The intention of this hotfix branch is to provide an easy “in-case-of-emergency-break-glass” option should there need to be an update to the version. If that event should arise, the process would be to have the developer working on the patch, open a “feature branch” or “patch branch” off of “hotfix/1.0.0” as shown below:

Now, when the changes are complete for the patch, you can then perform a PR against “hotfix/1.0.0”, and then reverse integrate the changes back into “main” so that you gain the benefit in vNext. I would also recommend adding a git tag, marking this as “1.0.1” and incrementing the appropriate patch number on main for vNext.

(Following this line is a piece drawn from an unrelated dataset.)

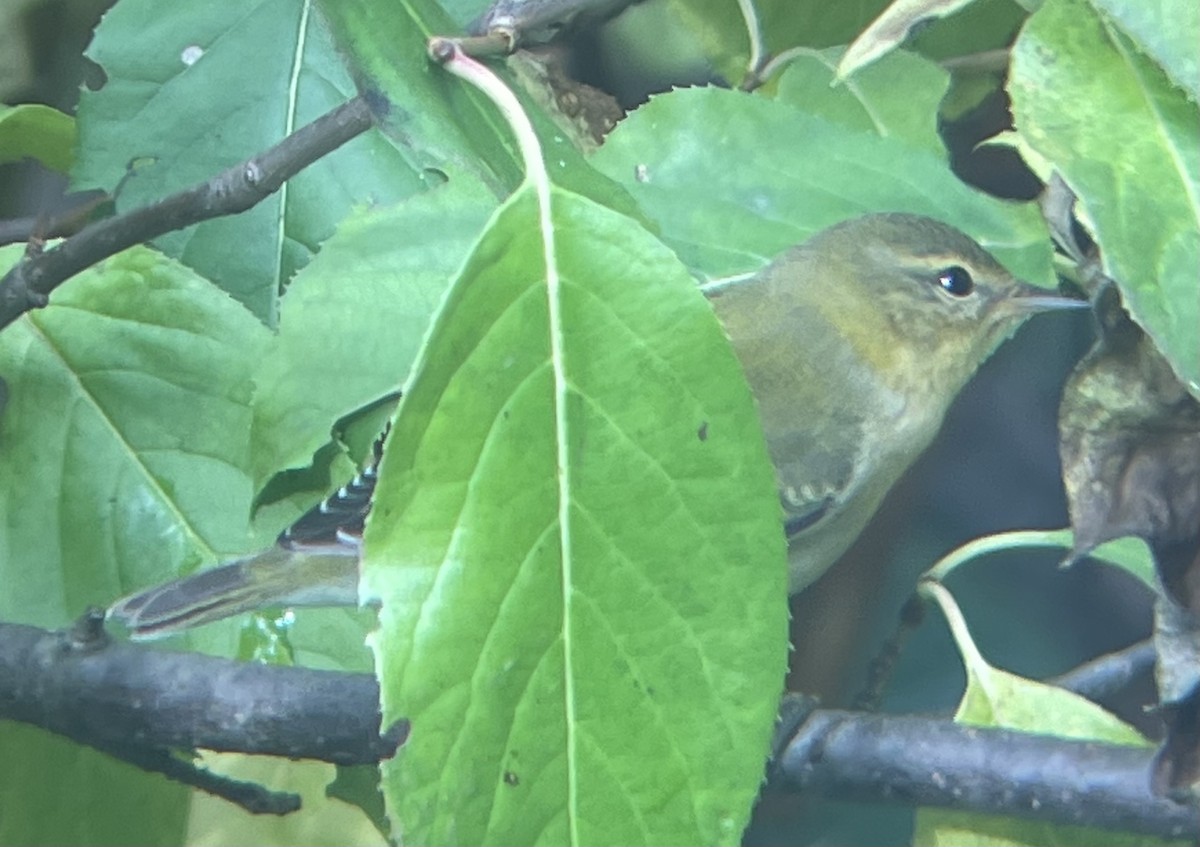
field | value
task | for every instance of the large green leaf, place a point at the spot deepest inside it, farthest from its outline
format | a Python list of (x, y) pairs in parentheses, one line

Now when it comes to cutting your “1.1.0” release, of the service, you would repeat the process from earlier:

Do we delete “hotfix/1.0.0” when we cut “hotfix/1.1.0”? The answer here is “it depends”, and the reason for that is it depends on what your team is currently supporting. Is this being offered as a service via a managed evironment? Do you have customers running older versions. The simple answer is that each hotfix branch lives exactly as long as you support that version…period. So if you are using environments like we outlined above, that would mean that you would likely have 2 hotfix branches running at any given moment.
- Dev = main / vNext
- Test = hotfix / n – 1 (this example hotfix/1.1.0)
- Prod = hotfix / n – 2 (this example hotfix/1.0.0)
But the benefits to this strategy / model are numerous, but to highlight a few:
- Focus is on the work: This model focuses the branching strategy around the day-to-day work of the devs working in the environment. Making it much easier to follow.
- Deployment and Code Management are separate: You have eliminated the need to promote code through different environments and are instead working on versions not trusting that your environments are in line with versions.
- Only branch that lives forever is main: All branches, whether features or hotfixes have an end-date attached to them.
- Hot fixes are clear and easy to execute: By eliminating the unnecessary levels of promoting code through environment specific branches, hotfixes can be applied and integrated quickly without causing a derailment of the team.
- Main contains a lot of features and deployments: Using tags we gain the benefits of seeing a true history of the code throughout the entire history on the main branches.
- Environments are now decoupled from code: Really from the repo, we are managing versions of code and tracking where we deployed it which is much more accurate, and true to reality.